AI分野でも重要な役割を果たし、データレイヤーの主要プレイヤーを目指す

 2021年4月に調達した資金は、継続的な開発や市場開拓のために使われる。現在の主な顧客は北米市場で、全体の7割を占める。残りはヨーロッパとインドだ。世界中の開発組織を2倍に拡大していく。現在の従業員550名のうち200名がアメリカ、200名がイスラエル、残りはヨーロッパやインドなど世界中に配置している。資金を得たRedis Labsは新たな分野である人工知能でのイノベーションにも挑戦している。

「私たちは人口知能の2つの分野で中心的な役割を果たしています。ひとつがFeature Storeと呼ばれるもので、私たちがAIモデルを構築し、特定の参照データと連動させAIを高速に動作させるデータレイヤーとして使われています。

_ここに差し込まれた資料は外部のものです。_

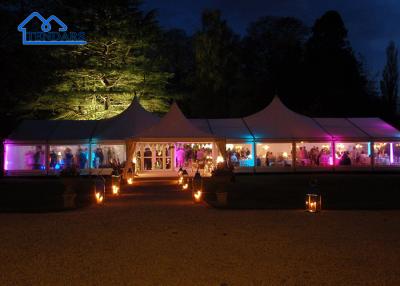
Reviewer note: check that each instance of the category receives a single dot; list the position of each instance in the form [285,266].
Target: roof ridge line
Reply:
[323,128]
[358,127]
[248,128]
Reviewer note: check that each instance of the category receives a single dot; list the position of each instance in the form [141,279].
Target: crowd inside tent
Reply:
[274,139]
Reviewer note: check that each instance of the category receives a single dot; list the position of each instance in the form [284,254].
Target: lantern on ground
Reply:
[99,197]
[130,176]
[197,187]
[99,190]
[313,203]
[115,185]
[185,180]
[180,176]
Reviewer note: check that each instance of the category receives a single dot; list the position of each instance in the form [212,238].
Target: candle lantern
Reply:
[313,203]
[115,184]
[197,187]
[180,176]
[185,180]
[129,179]
[99,191]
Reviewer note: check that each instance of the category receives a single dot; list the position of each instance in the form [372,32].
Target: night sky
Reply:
[371,23]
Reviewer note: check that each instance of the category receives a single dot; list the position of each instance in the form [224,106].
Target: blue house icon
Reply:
[56,38]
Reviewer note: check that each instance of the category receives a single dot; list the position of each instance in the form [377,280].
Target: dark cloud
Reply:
[371,23]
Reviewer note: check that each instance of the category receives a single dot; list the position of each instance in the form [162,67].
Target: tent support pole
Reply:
[47,154]
[333,154]
[372,150]
[294,156]
[90,158]
[254,156]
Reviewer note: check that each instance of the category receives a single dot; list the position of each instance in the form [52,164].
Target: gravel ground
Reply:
[155,236]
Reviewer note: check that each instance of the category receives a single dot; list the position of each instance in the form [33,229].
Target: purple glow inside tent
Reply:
[6,157]
[24,157]
[391,153]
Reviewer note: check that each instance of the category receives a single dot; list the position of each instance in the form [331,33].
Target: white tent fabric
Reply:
[342,128]
[33,131]
[73,131]
[129,123]
[174,126]
[377,128]
[230,128]
[277,122]
[201,124]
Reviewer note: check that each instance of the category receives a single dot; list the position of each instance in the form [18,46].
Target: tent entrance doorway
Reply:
[170,156]
[154,157]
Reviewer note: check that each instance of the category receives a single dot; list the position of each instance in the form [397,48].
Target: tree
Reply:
[216,50]
[98,80]
[390,79]
[334,82]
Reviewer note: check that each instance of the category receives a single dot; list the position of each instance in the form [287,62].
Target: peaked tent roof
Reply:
[342,128]
[174,125]
[201,124]
[33,131]
[73,131]
[277,122]
[232,128]
[129,123]
[376,128]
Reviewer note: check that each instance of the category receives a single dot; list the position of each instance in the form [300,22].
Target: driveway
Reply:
[155,235]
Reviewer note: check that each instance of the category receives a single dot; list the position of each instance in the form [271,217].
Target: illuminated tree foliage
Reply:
[99,80]
[390,79]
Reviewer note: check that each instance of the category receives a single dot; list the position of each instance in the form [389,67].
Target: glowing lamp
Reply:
[99,197]
[197,196]
[115,184]
[313,203]
[115,190]
[184,180]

もうひとつはModel Influencingというもので、『RedisAI』という新たな製品を作って提供しています。これは、インフラを追加することなく、AIモデルをデータが存在するアプリケーション側で実行させるものです」(Bengal氏)

 日本市場への進出についてBengal氏に聞くと、北米以外はヨーロッパを中心に事業を展開してくとするものの、中国や日本でも事業を開始していきたい意向を示した。余談だがBengal氏はその昔、日本のおもちゃメーカーに商品企画の提案もした経験もあるという。さらに、コロナ禍となる前の2018年に日本を訪れ全国各地を観光した思い出を語ってくれた。

 現在のところ、現在の主な日本のユーザーは、AWSなどのクラウドベンダーを通じたフルマネージドサービスの顧客だ。日本への本格進出を効率化するには製品だけでなく、ウェブサイトやマーケティング資料などすべてのローカライズや日本のオフィス開設が必要だとし、そのためにはさらに多くの準備が必要だと考えている。そのため、時期は明言されなかったが、ある時点でのアメリカの株式市場でのIPOを計画している。最後にBengal氏は同社のビジョンについて次のようにコメントした。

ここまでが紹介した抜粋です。